Ik vind het van groot belang dat EU-lidstaten en Commissie goed de
mogelijkheden benutten om een intensieve politieke beleidsdialoog met
ontvangende landen zoals Rwanda te voeren over hun beleid en daar zo nodig ook
consequenties aan verbinden. Daarom heb ik (met steun overigens van slechts één
andere lidstaat) in december jl. vanwege de situatie in Oost-Congo de
besluitvorming in Brussel over toekenning van het MDG-contract aan Rwanda
vertraagd en hierover uitgebreid met commissaris Michel gesproken.

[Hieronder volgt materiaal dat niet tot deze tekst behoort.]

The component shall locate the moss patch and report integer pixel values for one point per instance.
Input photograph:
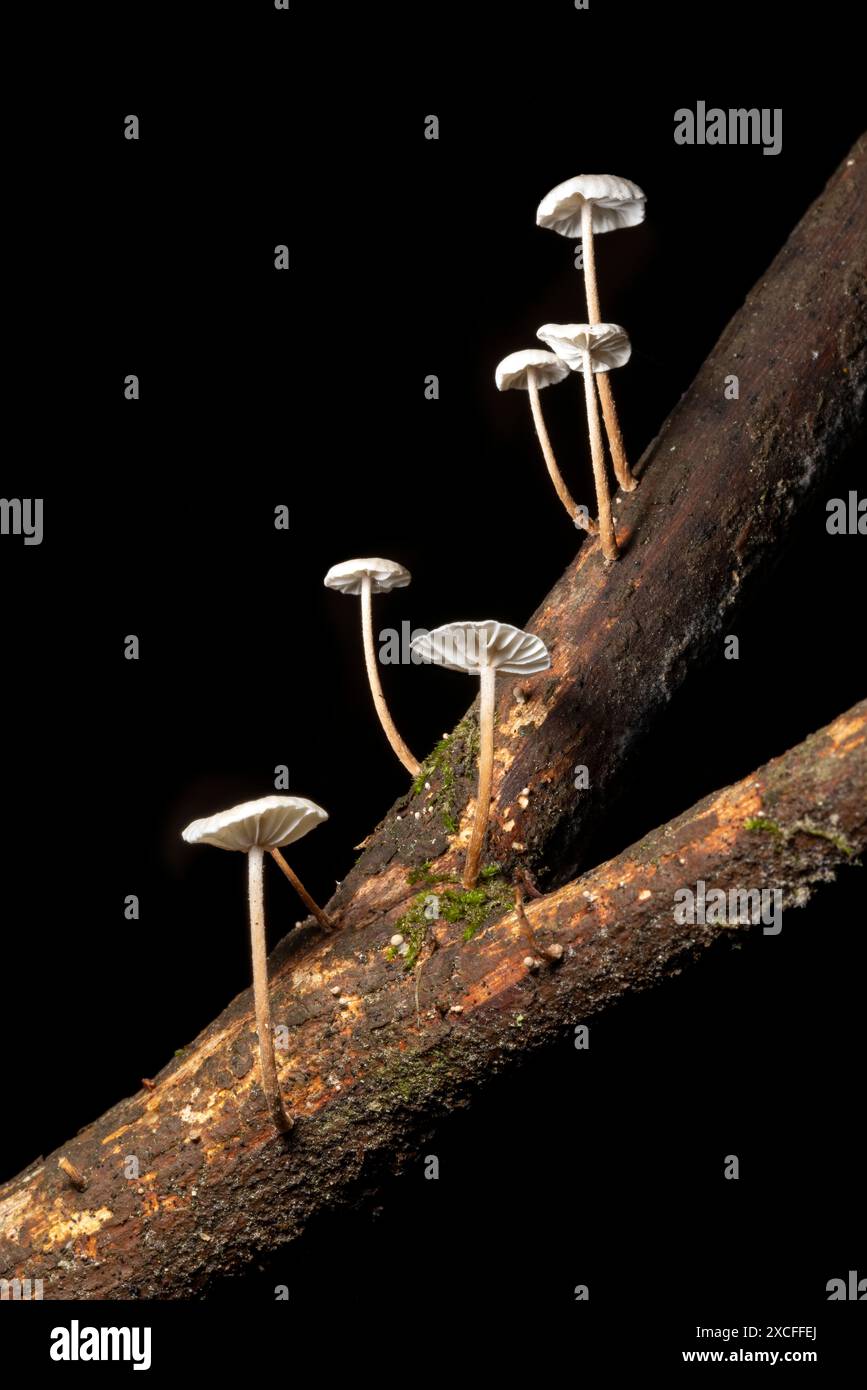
(801, 827)
(449, 761)
(473, 906)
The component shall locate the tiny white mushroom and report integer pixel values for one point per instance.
(252, 827)
(367, 577)
(592, 349)
(481, 649)
(578, 209)
(530, 371)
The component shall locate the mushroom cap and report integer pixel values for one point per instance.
(616, 202)
(267, 823)
(467, 647)
(607, 345)
(512, 371)
(384, 574)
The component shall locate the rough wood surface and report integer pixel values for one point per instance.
(378, 1051)
(720, 488)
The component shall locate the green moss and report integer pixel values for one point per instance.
(450, 758)
(473, 906)
(762, 823)
(421, 875)
(801, 827)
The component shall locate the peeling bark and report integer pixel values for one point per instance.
(378, 1051)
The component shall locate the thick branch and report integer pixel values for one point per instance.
(719, 491)
(378, 1051)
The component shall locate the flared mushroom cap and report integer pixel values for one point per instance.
(468, 647)
(614, 202)
(384, 574)
(512, 371)
(267, 823)
(607, 345)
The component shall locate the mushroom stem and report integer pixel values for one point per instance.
(589, 264)
(373, 674)
(616, 445)
(609, 410)
(482, 804)
(260, 991)
(299, 887)
(606, 526)
(563, 492)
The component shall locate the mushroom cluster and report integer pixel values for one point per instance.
(582, 207)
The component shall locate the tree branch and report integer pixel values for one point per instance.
(375, 1050)
(378, 1051)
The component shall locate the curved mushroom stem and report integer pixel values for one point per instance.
(482, 804)
(606, 526)
(563, 492)
(609, 410)
(299, 887)
(373, 676)
(264, 1027)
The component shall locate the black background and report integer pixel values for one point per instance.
(306, 388)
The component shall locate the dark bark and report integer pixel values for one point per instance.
(368, 1068)
(377, 1064)
(720, 488)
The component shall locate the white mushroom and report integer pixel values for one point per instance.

Ook heb ik
het initiatief genomen om de koppeling tussen EU-begrotingssteun en de politieke
dialoog te versterken.
Inmiddels is de situatie in de regio verbeterd. Dit is op 17 maart jl. in het
kader van een gecombineerde dialoog rond artikel 8 en begrotingssteun nog
besproken met de Rwandese overheid. Rwanda heeft met het militaire optreden in
Oost-Congo op verzoek van de Congolese overheid laten zien gecommitteerd te zijn
aan het beëindigen van dit conflict.
Vraag 4
Kunt u verklaren waarom Kagame tegen Dambisa Moyo zegt af te willen van hulp en
tegelijkertijd geld van de EU ontvangt?
Antwoord
Nee, wij hebben hierover geen concreet verzoek ontvangen. Uiteraard is ook ons
streven dat onze partners op termijn hulponafhankelijk zijn. Het afbouwen van
hulp zal niet van de ene op de andere dag te realiseren zijn, zeker als men in
ogenschouw neemt dat op dit moment ruim een kwart van de Rwandese nationale
begroting afkomstig is van buitenlandse donoren in de vorm van sectorale en
algemene begrotingssteun. In de artikel 8 dialoog van 17 maart jl. meldde de
Rwandese minister van buitenlandse zaken dat, wat Rwanda betreft, van afbouw van
hulp vooralsnog geen sprake kan zijn. Ik verwacht daarom ook niet dat Rwanda de
huidige donoren binnenkort zal vragen hun hulp aan Rwanda te staken.
Vraag 5
Bent u bereid in EU-verband te pleiten voor een intrekking van de 175 miljoen
euro begrotingssteun zolang onduidelijk is wat er precies tijdens de laatste
verkiezingen is gebeurd en wat nu precies de rol van Rwanda in Oost-Congo is?
Antwoord
Gezien het voorgaande ligt het niet voor de hand te pleiten voor intrekking van
de voorgenomen algemene begrotingssteun van de EU.
Vraag 6
Heeft u er vertrouwen in dat de komende presidentsverkiezingen eerlijk zullen
verlopen? Bent u van plan om met het bestaande regime een kritische dialoog aan
te gaan, teneinde druk uit te oefenen om te komen tot een eerlijk
verkiezingsproces, waarbij de andere presidentskandidaten niets in de weg wordt
gelegd en kiezers niet onder druk worden gezet?
Antwoord
Het verloop van de verkiezingen in 2010 is een belangrijke mijlpaal voor de
ontwikkeling van Rwanda en voor de opbouw van een stabielere, inclusieve
samenleving. Ik acht het van groot belang dat de verkiezingen eerlijk en
transparant verlopen. In mijn contacten met mijn Rwandese gesprekspartners zal
ik dat ook benadrukken. De Nederlandse ambassade te Kigali is met de overige
donoren reeds in een kritische dialoog getreden met de Rwandese nationale
verkiezingscommissie over het verkiezingsproces en de gewenste en tijdige
hervormingen van de Kieswet o.a. op basis van het EU-waarnemingsrapport.